Skin and Coat Disorders in Dalmatians
by Susanne A. Hughes, DVM
By popular demand, the initial topic for consideration by the DCA Study Group on Skin & Allergic Disorders is that all-too-common and frustrating syndrome referred to by fanciers as "Dal crud." I will discuss this topic specifically as it relates to dogs being actively campaigned in conformation or obedience.
A typical scenario may be the following: the light of your life has a flawless coat while running in the backyard at home and swimming in scummy ponds. He may even tolerate a flea or two. He is groomed and shampooed on Thursday for the weekend shows. By Saturday, bumps start appearing, usually on the top of the dog's head and/or along his back. Left unchecked, the bumps spread and often become very itchy (pruritic). A significant proportion of these lesions, interestingly, may not itch but still progress as follows. Each bump is actually an inflamed hair follicle that oozes a bit of serum, which may be noticed only as it dries in the form of scabs. Within a few days, hair loss occurs at the site of each bump. Eventually the coat looks moth-eaten. Additionally, white hairs take on a pinkish-bronze cast at the sites of the original bumps, and now your hopes and vision of the judge nodding in your direction begin to fade. At this stage itching is variable.
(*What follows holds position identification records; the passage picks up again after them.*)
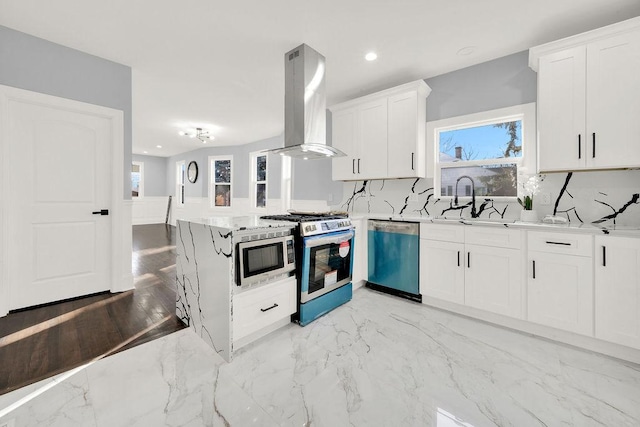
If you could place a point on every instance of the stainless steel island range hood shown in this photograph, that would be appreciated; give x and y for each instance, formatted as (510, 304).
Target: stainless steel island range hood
(305, 104)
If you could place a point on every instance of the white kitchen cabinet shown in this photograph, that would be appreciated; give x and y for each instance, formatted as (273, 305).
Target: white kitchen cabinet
(360, 252)
(406, 133)
(477, 266)
(493, 279)
(344, 125)
(361, 133)
(382, 134)
(560, 281)
(372, 131)
(442, 270)
(589, 100)
(617, 290)
(256, 309)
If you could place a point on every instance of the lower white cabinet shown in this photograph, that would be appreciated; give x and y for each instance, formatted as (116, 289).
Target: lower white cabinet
(442, 270)
(484, 272)
(493, 279)
(617, 288)
(360, 246)
(257, 309)
(560, 281)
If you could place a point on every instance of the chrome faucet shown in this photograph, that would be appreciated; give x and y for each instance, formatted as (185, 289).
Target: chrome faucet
(473, 195)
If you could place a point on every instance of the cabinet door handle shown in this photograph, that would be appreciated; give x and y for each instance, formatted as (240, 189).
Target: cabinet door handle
(579, 146)
(534, 269)
(269, 308)
(558, 243)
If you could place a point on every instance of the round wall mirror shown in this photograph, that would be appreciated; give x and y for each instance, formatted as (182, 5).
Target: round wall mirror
(192, 172)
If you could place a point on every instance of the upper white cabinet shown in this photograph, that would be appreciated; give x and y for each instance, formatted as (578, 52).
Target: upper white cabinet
(382, 134)
(617, 285)
(589, 99)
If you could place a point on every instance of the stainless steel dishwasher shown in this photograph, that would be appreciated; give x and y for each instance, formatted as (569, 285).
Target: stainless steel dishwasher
(393, 256)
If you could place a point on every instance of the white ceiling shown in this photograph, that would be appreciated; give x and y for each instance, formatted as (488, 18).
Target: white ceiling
(220, 64)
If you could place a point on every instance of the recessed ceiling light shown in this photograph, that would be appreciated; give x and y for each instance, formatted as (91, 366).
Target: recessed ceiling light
(371, 56)
(465, 51)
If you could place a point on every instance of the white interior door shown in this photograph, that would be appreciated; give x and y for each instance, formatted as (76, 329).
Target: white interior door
(60, 161)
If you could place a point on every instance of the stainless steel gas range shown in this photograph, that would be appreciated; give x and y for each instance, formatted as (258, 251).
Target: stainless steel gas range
(324, 250)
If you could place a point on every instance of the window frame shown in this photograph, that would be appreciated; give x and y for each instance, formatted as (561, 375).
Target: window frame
(141, 182)
(181, 176)
(253, 184)
(212, 183)
(525, 164)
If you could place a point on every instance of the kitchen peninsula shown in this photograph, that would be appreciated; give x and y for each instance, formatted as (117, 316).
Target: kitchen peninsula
(209, 297)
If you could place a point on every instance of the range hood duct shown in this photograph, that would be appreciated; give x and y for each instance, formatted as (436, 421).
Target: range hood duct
(305, 104)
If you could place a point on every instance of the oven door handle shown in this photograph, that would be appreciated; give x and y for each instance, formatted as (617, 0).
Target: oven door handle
(343, 237)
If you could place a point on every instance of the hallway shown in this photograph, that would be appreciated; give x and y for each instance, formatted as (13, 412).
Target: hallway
(43, 341)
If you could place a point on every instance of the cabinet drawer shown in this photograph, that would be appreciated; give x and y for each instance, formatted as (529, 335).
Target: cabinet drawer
(493, 236)
(258, 308)
(560, 243)
(442, 232)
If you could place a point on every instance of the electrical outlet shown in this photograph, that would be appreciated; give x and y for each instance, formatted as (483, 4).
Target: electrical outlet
(8, 423)
(545, 199)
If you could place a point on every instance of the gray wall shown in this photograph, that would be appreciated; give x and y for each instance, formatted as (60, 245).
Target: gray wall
(499, 83)
(312, 181)
(155, 174)
(34, 64)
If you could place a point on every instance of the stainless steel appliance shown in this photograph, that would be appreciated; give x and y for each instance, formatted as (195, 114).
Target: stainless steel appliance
(324, 245)
(393, 255)
(305, 117)
(263, 259)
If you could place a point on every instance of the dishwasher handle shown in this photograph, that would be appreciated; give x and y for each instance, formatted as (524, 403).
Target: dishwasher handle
(397, 227)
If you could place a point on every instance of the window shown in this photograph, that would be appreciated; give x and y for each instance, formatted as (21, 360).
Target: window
(220, 185)
(258, 188)
(137, 179)
(181, 174)
(485, 152)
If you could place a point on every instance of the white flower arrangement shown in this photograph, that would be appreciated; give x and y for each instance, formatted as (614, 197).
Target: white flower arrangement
(529, 188)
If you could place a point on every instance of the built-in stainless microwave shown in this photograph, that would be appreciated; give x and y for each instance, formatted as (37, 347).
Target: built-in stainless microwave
(262, 261)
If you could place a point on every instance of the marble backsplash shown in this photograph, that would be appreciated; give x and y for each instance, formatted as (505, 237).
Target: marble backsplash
(600, 197)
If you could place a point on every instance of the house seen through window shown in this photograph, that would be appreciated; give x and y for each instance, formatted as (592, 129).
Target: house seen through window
(220, 180)
(137, 179)
(259, 179)
(483, 153)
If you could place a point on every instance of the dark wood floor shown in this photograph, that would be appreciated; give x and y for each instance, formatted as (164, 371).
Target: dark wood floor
(41, 342)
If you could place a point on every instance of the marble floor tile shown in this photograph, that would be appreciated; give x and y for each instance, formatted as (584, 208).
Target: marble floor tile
(376, 361)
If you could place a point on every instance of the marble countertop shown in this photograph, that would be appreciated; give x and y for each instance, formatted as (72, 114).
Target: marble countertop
(240, 223)
(573, 227)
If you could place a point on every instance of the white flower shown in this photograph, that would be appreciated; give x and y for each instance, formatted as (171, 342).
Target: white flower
(530, 186)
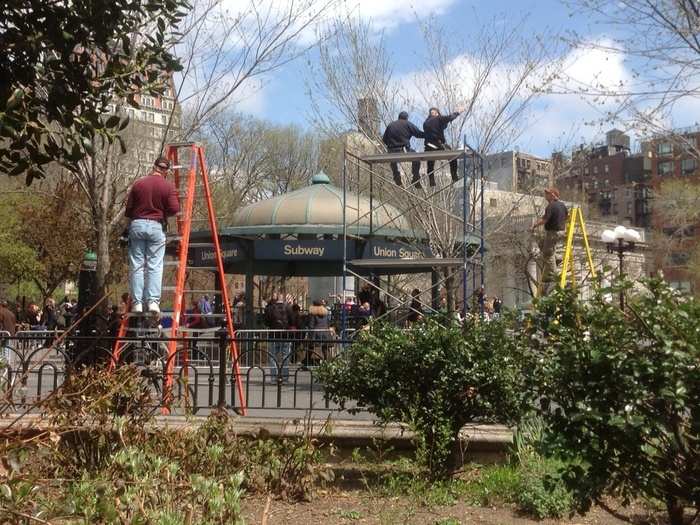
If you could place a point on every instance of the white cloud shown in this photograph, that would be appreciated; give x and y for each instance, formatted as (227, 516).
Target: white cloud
(553, 120)
(388, 14)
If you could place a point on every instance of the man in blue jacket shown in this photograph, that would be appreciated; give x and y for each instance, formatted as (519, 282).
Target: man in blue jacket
(397, 137)
(434, 131)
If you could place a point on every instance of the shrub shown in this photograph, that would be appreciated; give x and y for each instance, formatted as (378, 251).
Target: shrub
(620, 392)
(98, 412)
(433, 378)
(540, 490)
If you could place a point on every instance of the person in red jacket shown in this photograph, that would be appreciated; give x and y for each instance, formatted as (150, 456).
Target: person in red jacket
(151, 200)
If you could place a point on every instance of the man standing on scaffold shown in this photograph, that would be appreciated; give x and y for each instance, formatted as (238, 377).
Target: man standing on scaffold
(397, 137)
(554, 221)
(434, 130)
(151, 200)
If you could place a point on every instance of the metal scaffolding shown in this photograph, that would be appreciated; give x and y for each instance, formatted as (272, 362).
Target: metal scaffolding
(366, 175)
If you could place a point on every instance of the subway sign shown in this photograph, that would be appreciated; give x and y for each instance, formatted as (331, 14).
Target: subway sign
(395, 250)
(292, 250)
(230, 252)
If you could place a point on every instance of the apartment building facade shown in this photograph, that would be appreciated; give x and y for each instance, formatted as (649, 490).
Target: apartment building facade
(609, 181)
(517, 171)
(675, 234)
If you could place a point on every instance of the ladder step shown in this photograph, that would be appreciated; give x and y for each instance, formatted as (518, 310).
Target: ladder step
(177, 263)
(181, 144)
(191, 290)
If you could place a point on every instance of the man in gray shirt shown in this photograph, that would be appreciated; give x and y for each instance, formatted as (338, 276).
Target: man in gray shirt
(554, 221)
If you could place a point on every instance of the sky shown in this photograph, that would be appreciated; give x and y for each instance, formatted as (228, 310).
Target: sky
(554, 121)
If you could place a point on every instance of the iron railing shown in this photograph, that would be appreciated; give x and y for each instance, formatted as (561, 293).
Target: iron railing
(277, 368)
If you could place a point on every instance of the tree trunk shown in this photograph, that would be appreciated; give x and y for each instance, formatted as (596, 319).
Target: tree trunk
(450, 290)
(103, 260)
(675, 510)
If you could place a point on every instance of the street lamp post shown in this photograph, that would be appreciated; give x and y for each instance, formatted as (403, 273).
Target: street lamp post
(620, 240)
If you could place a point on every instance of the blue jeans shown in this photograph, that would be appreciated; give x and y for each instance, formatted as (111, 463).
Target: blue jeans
(281, 352)
(146, 251)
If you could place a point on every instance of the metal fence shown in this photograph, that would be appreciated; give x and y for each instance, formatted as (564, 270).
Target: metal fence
(277, 368)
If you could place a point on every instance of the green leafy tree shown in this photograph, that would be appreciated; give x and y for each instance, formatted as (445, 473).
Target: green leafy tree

What is the cause (etiology) of this skin disorder? How do we treat it? More importantly, how can we prevent it? Is this what is referred to as the "Dalmatian Bronzing Syndrome"? Does the "Dalmatian Bronzing Syndrome" really exist as a diagnostic entity? The answers to most of these questions are relatively straightforward. Let us address these issues in sequence leaving the question of cause for last.
The bumps are actually hive-like reactions that occur at individual hair follicles;
When inflammation of the follicles (folliculitis) occurs, we see secondary infection (superficial pyoderma) by Staphylococcus intermedius, which is one of the normal bacterial flora found on all dogs' skin;
By-products of bacterial life cycles can cause intense itching in the skin, aggravating the initial itchiness;
Hair loss (alopecia) is a result of folliculitis stopping the growth of hair;
Remaining hairs are stained by pigments called porphyrins in the serum which ooze out during the inflammatory process.
The final and lasting result of all this is the "bronzed" appearance of the coat. The discolored hairs are permanently stained and little can be done to whiten a coat so affected. Of course this bronzing occurs just as frequently in colored coats, but is not as apparent.
The central issue of this syndrome, however, remains to be addressed: Why do the hive-like reactions occur in the first place? The answers are many:
1) Allergy. A large majority of Dalmatians exhibiting these signs are allergic. Many scientific surveys statistically list our beloved breed as one of the most commonly represented allergic purebreds, based on repeatedly positive skin tests to assorted substances known to cause allergic reactions (allergens). These allergens may be inhaled as in the case of airborne pollens, molds, etc.; ingested as with food allergens; injected as with flea saliva; or merely contacted as with local irritants coming in contact with the skin.
2) Stress. Add to allergy the physiological stress associated with travel, excitement, change in routine and diet (all that baiting!). Biologically, stress is associated with an increase in production of steroid hormones called glucocorticoids. Normally, glucocorticoids allow dogs to meet the special needs of stressful situations, but they may also have the unfortunate effect of decreasing the "barrier function" of normal canine skin. When inflammation already exists, the glucocorticoid response may permit bacteria, normally kept in check on the skin, to flourish.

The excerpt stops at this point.